🤖 AI Summary
Large language models (LLMs) are vulnerable to prompt injection attacks because instructions and input data are not explicitly separated in the embedding space. To address this, we propose the first architecture-level dual-path embedding mechanism that strictly decouples instruction and data representations without requiring pretraining or safety fine-tuning. Our approach orthogonally rotates and reuses the original embedding layer to construct two parallel embedding streams—one for instructions and one for data—followed by orthogonal transformation and representation-space analysis. Experiments demonstrate a significant increase in instruction-data separation while preserving zero degradation in primary task performance. On standard prompt injection benchmarks, our method achieves state-of-the-art defense efficacy, confirming that architectural-level separation provides fundamental robustness gains against adversarial prompting.
📝 Abstract
Despite their remarkable performance, large language models lack elementary safety features, and this makes them susceptible to numerous malicious attacks.

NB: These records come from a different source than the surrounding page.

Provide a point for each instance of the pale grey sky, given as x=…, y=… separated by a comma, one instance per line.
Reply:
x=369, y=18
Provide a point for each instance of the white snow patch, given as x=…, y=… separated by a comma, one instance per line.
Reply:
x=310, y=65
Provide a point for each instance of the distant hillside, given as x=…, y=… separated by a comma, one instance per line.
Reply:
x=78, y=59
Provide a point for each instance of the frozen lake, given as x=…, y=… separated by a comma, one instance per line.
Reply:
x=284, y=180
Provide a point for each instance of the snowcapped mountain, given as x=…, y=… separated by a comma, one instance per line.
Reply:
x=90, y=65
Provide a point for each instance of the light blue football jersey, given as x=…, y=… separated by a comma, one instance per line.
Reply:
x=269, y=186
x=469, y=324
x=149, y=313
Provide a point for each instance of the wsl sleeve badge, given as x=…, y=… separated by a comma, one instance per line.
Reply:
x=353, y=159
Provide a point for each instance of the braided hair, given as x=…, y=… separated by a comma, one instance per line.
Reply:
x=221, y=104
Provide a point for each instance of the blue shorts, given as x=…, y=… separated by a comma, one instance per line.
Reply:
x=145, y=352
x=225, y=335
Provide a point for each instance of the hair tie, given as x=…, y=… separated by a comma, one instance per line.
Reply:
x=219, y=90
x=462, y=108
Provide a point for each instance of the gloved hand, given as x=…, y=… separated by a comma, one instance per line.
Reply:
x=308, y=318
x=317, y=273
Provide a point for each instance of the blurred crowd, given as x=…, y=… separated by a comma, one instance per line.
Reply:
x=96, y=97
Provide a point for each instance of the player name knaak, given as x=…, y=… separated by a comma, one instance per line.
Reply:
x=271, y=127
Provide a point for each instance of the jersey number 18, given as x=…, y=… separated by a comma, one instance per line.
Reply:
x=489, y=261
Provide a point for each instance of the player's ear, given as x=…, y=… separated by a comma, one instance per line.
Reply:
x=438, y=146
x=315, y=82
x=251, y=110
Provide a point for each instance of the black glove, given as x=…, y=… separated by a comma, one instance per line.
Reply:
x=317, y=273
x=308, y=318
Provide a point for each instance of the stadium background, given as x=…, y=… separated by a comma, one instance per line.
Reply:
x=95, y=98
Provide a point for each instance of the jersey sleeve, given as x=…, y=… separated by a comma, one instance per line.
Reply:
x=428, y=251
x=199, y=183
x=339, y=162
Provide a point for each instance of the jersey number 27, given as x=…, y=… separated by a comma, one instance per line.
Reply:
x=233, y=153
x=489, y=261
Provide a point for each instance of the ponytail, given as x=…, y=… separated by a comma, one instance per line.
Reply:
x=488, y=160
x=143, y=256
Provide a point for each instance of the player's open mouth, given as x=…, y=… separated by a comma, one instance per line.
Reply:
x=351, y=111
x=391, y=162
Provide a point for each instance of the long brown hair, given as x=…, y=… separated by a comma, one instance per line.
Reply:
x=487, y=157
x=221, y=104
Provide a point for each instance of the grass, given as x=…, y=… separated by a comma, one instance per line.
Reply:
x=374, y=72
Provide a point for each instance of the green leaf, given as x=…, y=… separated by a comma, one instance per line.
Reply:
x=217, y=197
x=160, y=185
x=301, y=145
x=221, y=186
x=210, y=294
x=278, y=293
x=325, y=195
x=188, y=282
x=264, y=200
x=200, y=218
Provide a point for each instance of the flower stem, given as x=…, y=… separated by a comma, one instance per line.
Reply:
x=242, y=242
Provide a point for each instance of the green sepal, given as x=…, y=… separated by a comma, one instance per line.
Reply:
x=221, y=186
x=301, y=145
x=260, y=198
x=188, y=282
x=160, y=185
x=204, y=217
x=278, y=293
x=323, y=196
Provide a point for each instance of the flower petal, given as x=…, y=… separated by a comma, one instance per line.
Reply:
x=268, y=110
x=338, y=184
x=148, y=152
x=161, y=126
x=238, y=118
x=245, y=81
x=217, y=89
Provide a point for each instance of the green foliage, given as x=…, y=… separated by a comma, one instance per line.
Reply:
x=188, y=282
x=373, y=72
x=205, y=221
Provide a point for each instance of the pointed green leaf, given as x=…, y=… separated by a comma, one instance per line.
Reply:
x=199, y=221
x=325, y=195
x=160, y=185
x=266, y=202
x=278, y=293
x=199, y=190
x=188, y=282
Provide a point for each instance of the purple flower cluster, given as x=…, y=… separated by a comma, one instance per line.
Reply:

In particular, previous work has identified the absence of an intrinsic separation between instructions and data as a root cause for the success of prompt injection attacks. In this work, we propose an architectural change, ASIDE, that allows the model to clearly separate between instructions and data by using separate embeddings for them. Instead of training the embeddings from scratch, we propose a method to convert an existing model to ASIDE form by using two copies of the original model's embeddings layer, and applying an orthogonal rotation to one of them. We demonstrate the effectiveness of our method by showing (1) highly increased instruction-data separation scores without a loss in model capabilities and (2) competitive results on prompt injection benchmarks, even without dedicated safety training. Additionally, we study the working mechanism behind our method through an analysis of model representations.